Toute la matinée, les allées du jardin furent désertes; mais sous le porche, près des peupliers, assises la main dans la main, se tenaient la petite religieuse grassouillette avec sa pâle et fluette compagne.
Elles étaient immobiles et paraissaient silencieuses.
La pluie froide et fine tombait encore au moment où Kitty et Fanny descendaient en voiture la côte de la Montagne, se dirigeant vers l’embarcadère, où le colonel les avait précédées avec les malles, car ils quittaient Québec.
A mi-côte leur véhicule se trouva engagé dans un encombrement d’autres voitures qui montaient; et le cocher arrêta son cheval pour les laisser passer.
Au même instant, Kitty vit s’avancer sur le trottoir un individu qui avait une ressemblance grotesque avec Arbuton.
C’était lui, mais plus petit, plus malingre et plus chétif.
Ou plutôt, ce n’était pas lui, mais seulement un paletot comme le sien enveloppant un petit être autour duquel il pendait en plis flasques--une caricature du précieux pardessus d’Arbuton, ou plutôt l’article lui-même présentant un misérable et comique rapprochement.
--Pourquoi ce petit vaurien se permet-il de vous fixer ainsi, Kitty? demanda Fanny.
--Je ne sais pas, répondit Kitty, d’un ton distrait.
L’individu s’était mis à sourire et à gesticuler avec véhémence. Kitty se rappela l’avoir déjà vu; puis elle reconnut le tonnelier qui avait délivré Arbuton du chien furieux, sur la rue Saut-au-Matelot, et auquel il avait abandonné son paletot endommagé.

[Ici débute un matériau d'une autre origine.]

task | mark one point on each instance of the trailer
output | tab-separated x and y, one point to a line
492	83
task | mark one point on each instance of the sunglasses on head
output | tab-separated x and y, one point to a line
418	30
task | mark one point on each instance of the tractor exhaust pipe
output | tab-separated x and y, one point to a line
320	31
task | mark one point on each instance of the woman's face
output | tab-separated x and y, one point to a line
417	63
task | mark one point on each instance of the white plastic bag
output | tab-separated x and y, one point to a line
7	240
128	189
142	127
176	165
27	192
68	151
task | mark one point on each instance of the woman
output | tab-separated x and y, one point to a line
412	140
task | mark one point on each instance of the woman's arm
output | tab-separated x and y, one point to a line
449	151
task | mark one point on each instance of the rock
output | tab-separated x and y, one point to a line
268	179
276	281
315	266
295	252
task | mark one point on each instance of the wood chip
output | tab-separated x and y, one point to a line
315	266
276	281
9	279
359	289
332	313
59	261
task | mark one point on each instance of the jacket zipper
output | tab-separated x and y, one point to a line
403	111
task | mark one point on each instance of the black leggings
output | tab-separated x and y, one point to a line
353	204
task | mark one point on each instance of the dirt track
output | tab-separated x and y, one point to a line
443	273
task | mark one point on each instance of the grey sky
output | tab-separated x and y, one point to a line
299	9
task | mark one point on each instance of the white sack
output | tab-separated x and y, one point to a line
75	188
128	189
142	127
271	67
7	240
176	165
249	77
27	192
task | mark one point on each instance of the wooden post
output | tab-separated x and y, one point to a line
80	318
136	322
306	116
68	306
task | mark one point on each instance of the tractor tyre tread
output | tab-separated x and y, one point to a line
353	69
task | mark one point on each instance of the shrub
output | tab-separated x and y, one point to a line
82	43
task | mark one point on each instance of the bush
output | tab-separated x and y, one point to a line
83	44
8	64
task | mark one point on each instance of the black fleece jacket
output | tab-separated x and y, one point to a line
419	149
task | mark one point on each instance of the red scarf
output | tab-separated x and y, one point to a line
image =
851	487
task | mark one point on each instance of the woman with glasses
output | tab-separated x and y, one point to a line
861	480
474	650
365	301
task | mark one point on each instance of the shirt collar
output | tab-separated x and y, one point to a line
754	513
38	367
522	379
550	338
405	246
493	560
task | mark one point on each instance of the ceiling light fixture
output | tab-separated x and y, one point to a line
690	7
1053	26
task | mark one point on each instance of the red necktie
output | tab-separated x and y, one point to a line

Le petit être déboutonna gauchement le pardessus, et tira d’une poche intérieure quelques lettres qu’il présenta à Kitty, en parlant français avec volubilité.
--Que fait il, Kitty?
--Qu’est-ce qu’il dit, Fanny?
--Quelque chose au sujet d’un chien féroce se ruant sur vous, et un jeune homme, brave comme un lion, se précipitant au-devant de l’animal, et vous sauvant la vie.
Mme Ellison n’était pas femme à laisser sa traduction manquer de couleur, bien que le texte ne fût pas fort remarquable sous ce rapport.
--Faites-le lui répéter.
Et lorsque l’homme eut fini:
--Oui, dit la jeune fille en soupirant, c’était le jour de notre expédition au lieu où tomba Montgomery; mais je n’ai jamais su, avant aujourd’hui, ce qu’il avait fait pour moi. Fanny, s’écria-t-elle avec un sanglot, c’est peut-être moi qui ai été cruelle! Et pourtant ce qui est arrivé hier me fait considérer comme si peu de chose le fait de m’avoir sauvé la vie!
--Ce n’est rien du tout, répondit Fanny, moins que rien.
Mais le cœur lui manqua.
Le petit tonnelier s’était éloigné en saluant, et montait la côte, le bas du paletot d’Arbuton lui battant à chaque pas sur les talons.
--Quelles sont ces lettres? demanda Fanny.
--Oh! de vieilles lettres appartenant à M. Arbuton, et qui étaient restées dans les poches de l’habit. Le tonnelier s’est imaginé probablement que je les remettrais à leur propriétaire.
--Qu’entendez-vous en faire?
--Je devrais les lui envoyer, répondit Kitty. Puis, après une pause qui dura jusqu’à leur arrivée au bateau, elle remit les lettres à Fanny.
--Dick pourra les envoyer lui-même, dit-elle.
FIN
NOTES:
[A] Espèce d’airelle. (Notes du trad.)
[B] Le mot _miss_ (mademoiselle) et le verbe _miss_ (manquer) forment ici un calembour qu’il est impossible de traduire, même par un équivalent. (Note du traducteur.)
[C] Expression dont se servent quelquefois les Canadiens, en plaisantant, pour dire _un dollar_. (Note du Trad.)